Step 4: PWM corruption. The differential-mode noise directly superimposes on the PWM signal that commands the servo position. The servo control chip (typically a comparator) interprets the pulse width based on the voltage level; the added noise shifts the threshold crossing time, effectively modifying the measured pulse width. A small change in pulse width (on the order of microseconds) causes an angular error that drives the servo oscillation. Because the noise is random in phase (the CW frequency may be incommensurate with the PWM repetition frequency), the jitter appears non-periodic and random.

Step 5: Amplitude dependence. As the incident field strength increases, the induced common-mode current grows proportionally, and the resulting differential-mode noise increases. Consequently, the amplitude of the servo jitter grows monotonically, which aligns with our experimental observations where higher field levels caused more violent oscillations.

This mechanism explains why the jitter occurs only at discrete frequencies (the cable resonances) and why horizontal polarization (electric field parallel to cable) is more effective. The weak dependence on incidence angle (only minor variations in threshold) suggests that the cable resonance is the dominant factor, not the orientation of the fuselage slots.

7. Discussion and Implications

Our findings have important implications for the design and countermeasure of small fixed-wing China UAVs:

  • Shielding improvement: The servo cables should be shielded with a braided metal sheath and properly grounded at both ends to reduce the common-mode current by redirecting the induced current to ground. The current cable (unshielded nylon sleeve) is inadequate.
  • Twisted-pair routing: Using a twisted-pair configuration for the signal and ground wires, or a differential signaling interface (e.g., RS-485), can minimize the common-mode-to-differential conversion by maintaining balance.
  • Ferrite chokes: Adding ferrite beads near the servo connector can suppress high-frequency common-mode currents without increasing weight significantly.
  • Frequency avoidance: The flight control software could detect the onset of jitter at known resonant frequencies and initiate a safe mode (e.g., switch to backup sensors or engage an automatic recovery algorithm) before the jitter becomes uncontrollable.

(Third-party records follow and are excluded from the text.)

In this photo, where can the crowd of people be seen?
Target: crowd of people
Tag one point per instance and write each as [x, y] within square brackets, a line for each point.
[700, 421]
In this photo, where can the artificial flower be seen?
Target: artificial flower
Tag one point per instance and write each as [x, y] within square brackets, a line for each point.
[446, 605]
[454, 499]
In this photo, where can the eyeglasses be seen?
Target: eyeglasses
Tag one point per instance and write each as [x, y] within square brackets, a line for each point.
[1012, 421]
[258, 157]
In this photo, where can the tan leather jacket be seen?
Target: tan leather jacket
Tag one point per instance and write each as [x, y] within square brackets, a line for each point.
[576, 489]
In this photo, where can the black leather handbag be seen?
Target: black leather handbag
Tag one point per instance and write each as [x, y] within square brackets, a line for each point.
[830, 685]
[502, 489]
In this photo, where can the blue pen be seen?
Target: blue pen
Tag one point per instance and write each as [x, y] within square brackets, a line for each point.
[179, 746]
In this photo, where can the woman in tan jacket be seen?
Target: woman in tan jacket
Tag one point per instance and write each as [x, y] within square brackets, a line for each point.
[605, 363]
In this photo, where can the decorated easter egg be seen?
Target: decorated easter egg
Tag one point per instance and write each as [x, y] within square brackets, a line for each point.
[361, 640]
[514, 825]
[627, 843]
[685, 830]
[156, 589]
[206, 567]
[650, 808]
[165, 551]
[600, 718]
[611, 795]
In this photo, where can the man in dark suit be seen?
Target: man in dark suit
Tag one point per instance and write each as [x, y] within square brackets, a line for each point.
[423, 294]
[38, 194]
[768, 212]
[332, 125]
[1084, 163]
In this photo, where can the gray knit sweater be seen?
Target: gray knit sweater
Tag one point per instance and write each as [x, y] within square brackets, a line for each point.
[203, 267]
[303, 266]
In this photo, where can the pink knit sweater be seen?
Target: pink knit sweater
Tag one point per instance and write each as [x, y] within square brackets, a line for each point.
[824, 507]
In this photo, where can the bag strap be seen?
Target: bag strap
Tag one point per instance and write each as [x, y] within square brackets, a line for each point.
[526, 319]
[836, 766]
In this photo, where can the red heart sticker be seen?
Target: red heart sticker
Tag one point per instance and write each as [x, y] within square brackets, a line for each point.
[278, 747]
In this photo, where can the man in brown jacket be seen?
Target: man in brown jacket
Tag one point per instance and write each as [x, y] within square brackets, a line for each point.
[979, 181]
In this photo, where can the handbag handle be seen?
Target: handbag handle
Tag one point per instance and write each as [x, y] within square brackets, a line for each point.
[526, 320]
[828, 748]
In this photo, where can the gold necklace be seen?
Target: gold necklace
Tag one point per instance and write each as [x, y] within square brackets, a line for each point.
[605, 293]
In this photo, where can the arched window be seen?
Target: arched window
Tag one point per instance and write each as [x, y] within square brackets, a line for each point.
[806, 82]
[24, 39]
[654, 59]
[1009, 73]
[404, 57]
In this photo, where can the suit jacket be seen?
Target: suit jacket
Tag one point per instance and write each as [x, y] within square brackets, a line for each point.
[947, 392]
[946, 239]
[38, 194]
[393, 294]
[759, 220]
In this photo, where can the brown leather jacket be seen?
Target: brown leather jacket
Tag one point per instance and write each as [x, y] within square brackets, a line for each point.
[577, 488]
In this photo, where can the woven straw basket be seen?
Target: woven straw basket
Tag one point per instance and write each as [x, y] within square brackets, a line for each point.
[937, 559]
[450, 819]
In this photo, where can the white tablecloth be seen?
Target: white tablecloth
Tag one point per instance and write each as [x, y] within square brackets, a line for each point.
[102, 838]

We also note that other back-door paths (CP2 and CP3) might contribute at higher field levels, but for the tested China UAV, the servo cable coupling is the dominant path. The sensor fluctuations observed in the 351–400 MHz band likely stem from interference to the inertial measurement unit (IMU) or the magnetometer, but they did not induce immediate servo jitter. Future work should investigate the cumulative effect of simultaneous cable and sensor interference.

8. Conclusion

We have systematically studied the continuous-wave electromagnetic field-line coupling mechanism of a small fixed-wing China UAV through combined simulation and experiment. The main conclusions are:

  • The servo signal cables are the most sensitive back-door coupling path. Their half-wavelength resonance frequencies (165, 241, 337 MHz) correspond exactly to the observed tail jitter sensitivity.
  • Horizontal polarization with side incidence yields the lowest threshold (52.6 V/m at 165 MHz), while vertical polarization and nose-on incidence require higher field strengths.
  • The jitter originates from common-mode currents induced on the cables, which convert into differential-mode noise due to impedance imbalance, corrupting the PWM signal to the servo.
  • The non-periodic, amplitude-increasing jitter characteristics match the proposed mechanism.

These findings provide a quantitative basis for designing electromagnetic protection measures for small fixed-wing China UAVs. By improving the shielding and balance of the servo wiring, the vulnerability can be significantly reduced. The experimental data also offer field-strength thresholds that can be used for risk assessment in realistic operational scenarios. Future work will focus on developing cost-effective retrofitting solutions and testing under multi-tone or pulsed interference to simulate more complex battlefield threats.